One example is the wonderful story "Alexander and Bucephalus," about the wild horse Bucephalus whom no one dared to mount, until Alexander the Great came along and realized that the jumpy animal was simply afraid of its own shadow. At the end of the story it says that this is "an ancient story as told by the French philosopher Alain [Emile Chartier, 1868-1951] in his book 'On Happiness.'" In other tales there is no mention of an author, but they, too, contain a double time element: An Indian tale, a Middle Eastern legend, an African fable, or simply a "Chinese story" or "an Armenian story" - are all recounted here, anew. Sometimes it is a "story based on a legend," like the chilling tale called "The Hat," about a collective and self-fulfilling prophecy of fear, told "according to a Tibetan legend."

The only condition upheld all through the book is that the stories, each of them no more than one or two pages long, all provoke thinking, a lot of thinking. In other words, alongside the two other dimensions of time in the book, there is also a third: The time of reading the stories and thinking about them.

Regarding this third time, the book gathers together many kinds of reading: You can read alone, you can read one story - or a lot of stories - at one time, you can read to young children in a classroom setting, you can read to someone at home, you can read in a literary way or you can rely on the "philosopher's workshop" that Piquemal has added to each story, offering a philosophical perspective that often raises more questions that it answers. You might start a conversation about what you read, or else think about it quietly to yourself. In this sense, the Hebrew title given to the book, "Philosophical Fables for Children," might be misleading: The stories are not fable-like, in the sense that they do not point you toward one dominant reading, with one preferable lesson to be learned, and one "right" way of thinking. Much remains open here, as thoughts that might stay with the reader for a long time afterward.

Two kinds of reading

Like Piquemal's book, Yossi Abulafia's "Ha'i shel Yashka" ("Yashka's Island") is intended for two different kinds of reading. Children who recently learned to read can tackle the book quietly and alone, while others can listen to it read out loud by an adult. In both cases the act of reading takes time, since it requires a careful scrutiny of the illustrations, which add a great deal of literary information to the verbal narrative and color it with a humorous, sympathetic hue.
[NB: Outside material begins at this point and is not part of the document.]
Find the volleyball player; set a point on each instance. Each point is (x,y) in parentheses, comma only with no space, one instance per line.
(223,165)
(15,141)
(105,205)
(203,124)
As in the other books, here too the reading continues long after the book has been put away, in thinking about the characters and especially about old Yashka, who refuses to abandon his creative dreams even after he comes face to face with a sobering reality. Yashka spends many years building himself an airplane out of junk, hoping to travel to a distant island that was promised to him as a child. Instead he travels a much shorter distance and discovers the marvels of his own backyard. Still, he does not for a minute give up on the magic of fantasy. He returns from his flying adventure ("aeronautics," as he calls it) a bit defeated, but immediately embarks on a new plan: "'What, didn't I tell you about the submarine?' asked Yashka and smiled a mysterious smile."

The mysterious smile that ends Abulafia's story opens up the plot, challenging yet another well-known literary convention: that children need the ending to tie up every last strand of the plot, since loose ends make them uneasy, even nervous.

Here the author-illustrator breaks away from another common assumption of children's publishers: that children like and need to read about their peers, that is, about other children, so that they might identify with the plot and be swept into it. But we discover in this book that identification and empathy do not always require a literary character who is a "peer." Abulafia's book places an elderly hero at the center, and the two children in the story, Udi and Tamar, observe him from the side with love and some concern, just as we do.

Dr. Yael Darr's book "Called Away From Our School-Desks: The Yishuv in the Shadow of Holocaust and in Anticipation of Statehood in Children's Literature of Eretz Israel, 1939-1948" is forthcoming from Magnes Press.